The forum operates in read-only mode. Please head to StackOverflow for support.

Mon, 01/11/2010 - 01:21

scott

Joined: 11/01/2010

Posts: 5

How best to deal with security issues and CKEditor?

As I understand CKEditor works by simply replacing a <textarea> and html is then sent to the POST request when a user hits submit. Of course, then a user could simply submit his own html in a custom POST request and this html can have javascript, tags I don't allow and invalid xhtml.

So clearly I need something on the server side to ensure only certain xhtml tags have been submitted and the xhtml is valid without any javascript. How do others handle this? Is there a good library, preferably Java for this?

Mon, 01/11/2010 - 04:07

yavin

Joined: 23/12/2009

Posts: 65

Re: How best to deal with security issues and CKEditor?

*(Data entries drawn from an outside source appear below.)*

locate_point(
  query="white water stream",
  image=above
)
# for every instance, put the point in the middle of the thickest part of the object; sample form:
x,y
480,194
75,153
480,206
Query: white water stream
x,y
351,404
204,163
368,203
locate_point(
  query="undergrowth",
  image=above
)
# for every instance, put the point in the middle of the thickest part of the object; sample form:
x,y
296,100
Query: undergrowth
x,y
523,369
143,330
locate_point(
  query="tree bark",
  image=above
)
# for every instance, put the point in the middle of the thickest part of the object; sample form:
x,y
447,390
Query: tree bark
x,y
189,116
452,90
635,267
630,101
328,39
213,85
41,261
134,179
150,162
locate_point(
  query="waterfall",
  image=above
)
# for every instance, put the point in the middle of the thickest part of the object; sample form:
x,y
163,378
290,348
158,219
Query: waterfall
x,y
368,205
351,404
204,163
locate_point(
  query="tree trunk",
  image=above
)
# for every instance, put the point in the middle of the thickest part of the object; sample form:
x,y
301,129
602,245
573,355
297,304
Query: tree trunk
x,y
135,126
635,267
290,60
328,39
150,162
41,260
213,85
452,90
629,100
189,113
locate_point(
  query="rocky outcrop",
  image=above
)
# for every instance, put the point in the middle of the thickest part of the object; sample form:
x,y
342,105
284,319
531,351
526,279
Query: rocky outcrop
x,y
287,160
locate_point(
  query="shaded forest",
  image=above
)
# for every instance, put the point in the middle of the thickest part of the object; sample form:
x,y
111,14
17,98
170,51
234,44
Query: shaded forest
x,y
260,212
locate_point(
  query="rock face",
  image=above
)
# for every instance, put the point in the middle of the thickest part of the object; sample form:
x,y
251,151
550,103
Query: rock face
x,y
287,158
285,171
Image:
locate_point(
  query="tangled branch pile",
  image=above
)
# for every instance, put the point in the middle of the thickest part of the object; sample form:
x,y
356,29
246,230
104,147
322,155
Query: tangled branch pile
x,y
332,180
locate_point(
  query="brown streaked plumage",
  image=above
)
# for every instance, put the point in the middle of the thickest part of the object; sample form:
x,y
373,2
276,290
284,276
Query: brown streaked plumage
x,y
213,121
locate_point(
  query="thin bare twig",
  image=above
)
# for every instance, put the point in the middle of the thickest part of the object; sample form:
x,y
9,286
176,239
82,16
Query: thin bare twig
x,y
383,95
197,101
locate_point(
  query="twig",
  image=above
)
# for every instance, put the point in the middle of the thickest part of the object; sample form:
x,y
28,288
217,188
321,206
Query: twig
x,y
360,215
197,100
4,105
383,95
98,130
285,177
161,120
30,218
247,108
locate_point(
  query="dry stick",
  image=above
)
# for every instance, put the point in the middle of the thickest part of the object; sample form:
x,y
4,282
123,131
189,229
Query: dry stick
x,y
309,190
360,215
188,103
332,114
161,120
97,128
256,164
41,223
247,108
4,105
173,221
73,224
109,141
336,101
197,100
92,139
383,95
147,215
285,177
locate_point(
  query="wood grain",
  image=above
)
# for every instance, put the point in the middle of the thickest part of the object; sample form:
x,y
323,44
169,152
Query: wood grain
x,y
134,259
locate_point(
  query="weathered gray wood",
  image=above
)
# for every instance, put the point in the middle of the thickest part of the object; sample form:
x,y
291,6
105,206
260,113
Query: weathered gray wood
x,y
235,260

I would just recommend using some regular expressions to filter out the information you don't want. It should be relatively simple to take care of most of the issues, particularly style and script tags that could produce hazardous results.

Probably the simplest solution would be to attempt to prevent the user from doing anything custom. For instance: remove the Source plugin. The editor, by default, can produce a number of different dtds, including HTML 4.01 Strict and Transitional as well as XHTML 1.0 Strict and Transitional.

Using those two in concert with each other should produce a bit more favorable results.

Mon, 01/11/2010 - 07:32

scott

Joined: 11/01/2010

Posts: 5

Re: How best to deal with security issues and CKEditor?

Thank you for the response yavin. Though I feel uncomfortable filtering out the potentially malicious html myself. Would much rather have a proven library validate and clean the html.

I wonder how normal it is for web apps to completely rely on a client library like CKEditor to do all the validation? How easy it is for others to take advantage..

Mon, 01/11/2010 - 08:22

yavin

Joined: 23/12/2009

Posts: 65

Re: How best to deal with security issues and CKEditor?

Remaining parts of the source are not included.